Impact of switching or extending $600,000 loan | ||
|---|---|---|
Change to minimum monthly repayment | Extra cost over life loan | |
Switch to interest-only for 2 years | -$428 | +$30,699 |
Extend loan term by 5 years | -$269 | +$141,956 |
Source: Canstar. Notes: based on an owner-occupier paying principal and interest on the average P&I rate of 5.98%, and an interest-only rate of 6.86% (Canstar estimates of RBA data). Assumes there is one more rate increase as per CBA’s cash rate forecast. Does not factor in extra repayments.
What have the big banks announced for savers?
CBA, NAB and ANZ have not yet announced any increases to their savings accounts.
Westpac has said it will hike the bonus rate on its Life account to an ongoing savings rate of 4.75%, while on its Spend&Save account, available for those aged 18-34, will rise to 5.50%. This is set to be the highest ongoing savings rate on offer post today’s RBA hike.
However, Westpac has failed to apply the hike to the base rates on both accounts, which means savers who don’t meet the monthly conditions will earn just 0.10%.
Westpac savings rate changes, effective 27 March | ||
|---|---|---|
Max rate (if monthly conditions met) | Base rate (if conditions not met) | |
Life (all adults) | 4.75% | 0.10% |
Spend&Save (ages 18-34) | 5.50% | 0.10% |
Source: Canstar. Note: conditions for bonus interest vary between the two accounts.
Canstar’s data insights director, Sally Tindall, says, “CBA, Westpac and ANZ were quick to follow NAB in delivering the news no variable borrower wants to hear: their mortgage rate is on the rise.”
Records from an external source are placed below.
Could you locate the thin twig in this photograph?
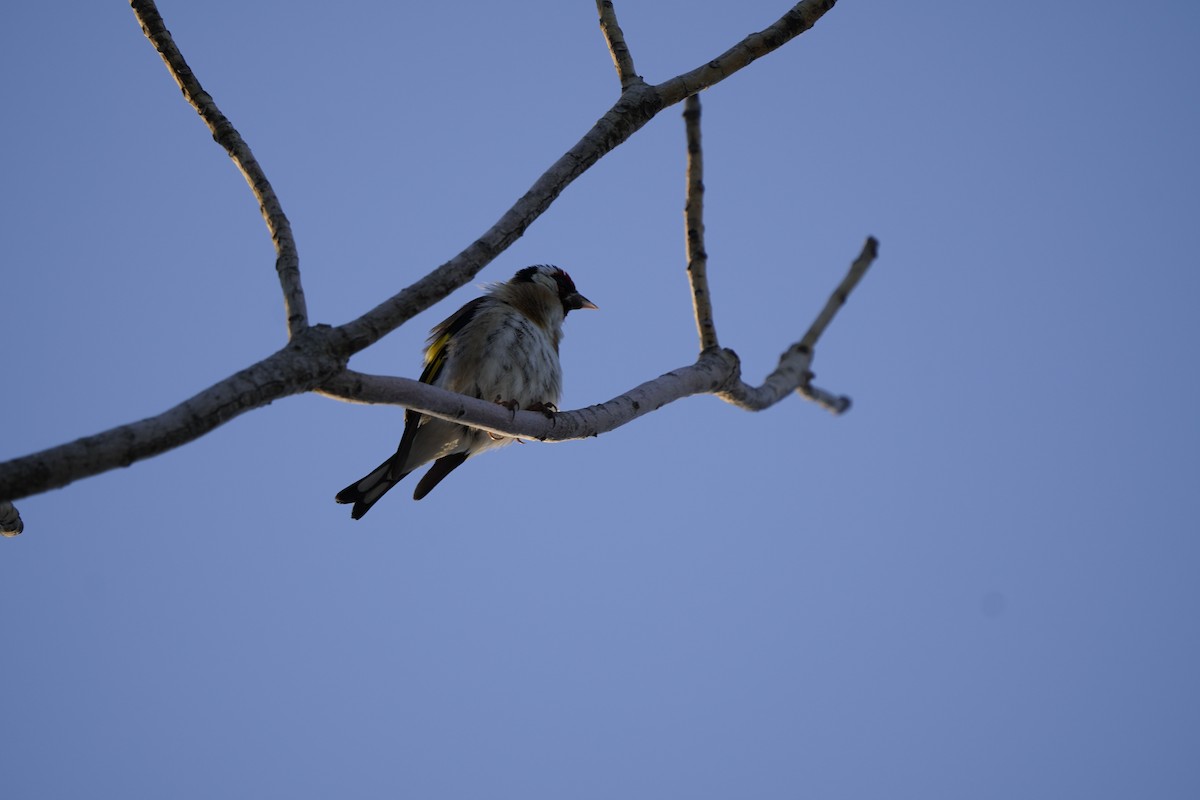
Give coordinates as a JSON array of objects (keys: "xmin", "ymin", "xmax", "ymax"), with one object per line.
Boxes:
[
  {"xmin": 596, "ymin": 0, "xmax": 642, "ymax": 91},
  {"xmin": 719, "ymin": 236, "xmax": 880, "ymax": 414},
  {"xmin": 130, "ymin": 0, "xmax": 308, "ymax": 337},
  {"xmin": 800, "ymin": 236, "xmax": 880, "ymax": 350},
  {"xmin": 683, "ymin": 95, "xmax": 720, "ymax": 350},
  {"xmin": 338, "ymin": 0, "xmax": 835, "ymax": 354}
]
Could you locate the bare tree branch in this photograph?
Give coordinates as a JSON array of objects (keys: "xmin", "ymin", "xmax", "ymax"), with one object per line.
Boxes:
[
  {"xmin": 0, "ymin": 0, "xmax": 859, "ymax": 529},
  {"xmin": 0, "ymin": 325, "xmax": 346, "ymax": 500},
  {"xmin": 596, "ymin": 0, "xmax": 642, "ymax": 91},
  {"xmin": 328, "ymin": 0, "xmax": 836, "ymax": 354},
  {"xmin": 683, "ymin": 95, "xmax": 719, "ymax": 350},
  {"xmin": 130, "ymin": 0, "xmax": 308, "ymax": 336},
  {"xmin": 318, "ymin": 348, "xmax": 738, "ymax": 441}
]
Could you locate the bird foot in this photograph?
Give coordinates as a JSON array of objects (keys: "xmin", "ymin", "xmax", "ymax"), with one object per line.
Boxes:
[{"xmin": 526, "ymin": 403, "xmax": 558, "ymax": 419}]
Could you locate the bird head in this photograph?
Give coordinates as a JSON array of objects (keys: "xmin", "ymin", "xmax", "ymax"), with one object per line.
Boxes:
[{"xmin": 509, "ymin": 264, "xmax": 596, "ymax": 317}]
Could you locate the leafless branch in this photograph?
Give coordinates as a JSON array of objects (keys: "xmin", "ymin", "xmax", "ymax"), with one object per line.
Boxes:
[
  {"xmin": 720, "ymin": 236, "xmax": 878, "ymax": 414},
  {"xmin": 596, "ymin": 0, "xmax": 642, "ymax": 91},
  {"xmin": 328, "ymin": 0, "xmax": 836, "ymax": 354},
  {"xmin": 0, "ymin": 0, "xmax": 874, "ymax": 527},
  {"xmin": 683, "ymin": 95, "xmax": 718, "ymax": 350},
  {"xmin": 130, "ymin": 0, "xmax": 308, "ymax": 336}
]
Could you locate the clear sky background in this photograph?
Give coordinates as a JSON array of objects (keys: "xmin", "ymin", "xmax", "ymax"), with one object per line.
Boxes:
[{"xmin": 0, "ymin": 0, "xmax": 1200, "ymax": 800}]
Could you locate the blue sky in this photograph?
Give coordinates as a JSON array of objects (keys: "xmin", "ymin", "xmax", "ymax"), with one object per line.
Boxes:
[{"xmin": 0, "ymin": 0, "xmax": 1200, "ymax": 799}]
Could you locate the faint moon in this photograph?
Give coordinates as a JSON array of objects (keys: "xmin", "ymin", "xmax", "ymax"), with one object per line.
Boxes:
[{"xmin": 979, "ymin": 591, "xmax": 1008, "ymax": 618}]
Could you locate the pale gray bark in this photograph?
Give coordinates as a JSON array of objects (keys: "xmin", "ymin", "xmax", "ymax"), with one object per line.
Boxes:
[{"xmin": 0, "ymin": 0, "xmax": 876, "ymax": 535}]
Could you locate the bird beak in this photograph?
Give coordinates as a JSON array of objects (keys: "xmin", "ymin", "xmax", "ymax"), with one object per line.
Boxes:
[{"xmin": 566, "ymin": 291, "xmax": 600, "ymax": 311}]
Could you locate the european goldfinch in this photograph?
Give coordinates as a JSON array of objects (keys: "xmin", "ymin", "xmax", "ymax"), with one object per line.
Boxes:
[{"xmin": 335, "ymin": 265, "xmax": 595, "ymax": 519}]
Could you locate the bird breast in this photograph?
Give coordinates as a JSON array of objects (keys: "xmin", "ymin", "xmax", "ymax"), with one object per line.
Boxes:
[{"xmin": 443, "ymin": 302, "xmax": 563, "ymax": 408}]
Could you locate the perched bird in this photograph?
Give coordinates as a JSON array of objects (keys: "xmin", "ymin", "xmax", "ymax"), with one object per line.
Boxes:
[{"xmin": 335, "ymin": 265, "xmax": 595, "ymax": 519}]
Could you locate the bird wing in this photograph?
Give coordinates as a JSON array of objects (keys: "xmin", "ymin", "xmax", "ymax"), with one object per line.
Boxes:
[{"xmin": 389, "ymin": 296, "xmax": 487, "ymax": 481}]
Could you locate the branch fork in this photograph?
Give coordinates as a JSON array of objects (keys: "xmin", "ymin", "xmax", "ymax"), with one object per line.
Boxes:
[{"xmin": 0, "ymin": 0, "xmax": 877, "ymax": 536}]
She added: “Between surging grocery bills, skyrocketing petrol prices, the end of electricity rebates and rising health insurance premiums, household budgets could well be breaking at the seams on the back of this news.
“When banks pass on the March hike, a typical $600,000 mortgage with 25 years remaining could see $91 added to monthly repayments. Combined with the February increase, that’s $181 extra per month these borrowers will need to cover.
“If you’re starting to feel the strain, the worst thing you can do is stay silent. Banks have a legal obligation to help, but you need to reach out early.
“Switching to interest-only or extending your loan term can offer short-term relief, but they come at a long-term cost. What eases your budget now may add thousands in interest later.
“These options should be treated as a lifeline, not a lifestyle – they’re there to help you through a rough patch, not as a permanent solution.
“On the savings side, Westpac is passing on a 0.25 percentage point increase to both its Life and Spend&Save accounts, but only for customers who meet the monthly conditions.
“This move, when effective, will take the Westpac’s Spend&Save account to a maximum rate of 5.50 per cent – the highest ongoing savings rate in the market.
“However, once again, the fine print is set to trip some customers up, because those who don’t meet the conditions will find they’re earning just 0.10 per cent.
“The other three big banks haven’t said anything about savings rates – creating an unfortunate waiting game that keeps loyal savers in limbo.
“Keep an eye on your savings rates – not just the headline figure but what you’re earning on an ongoing basis, and if your bank doesn’t do right by you, it could be time to take your nest egg shopping.”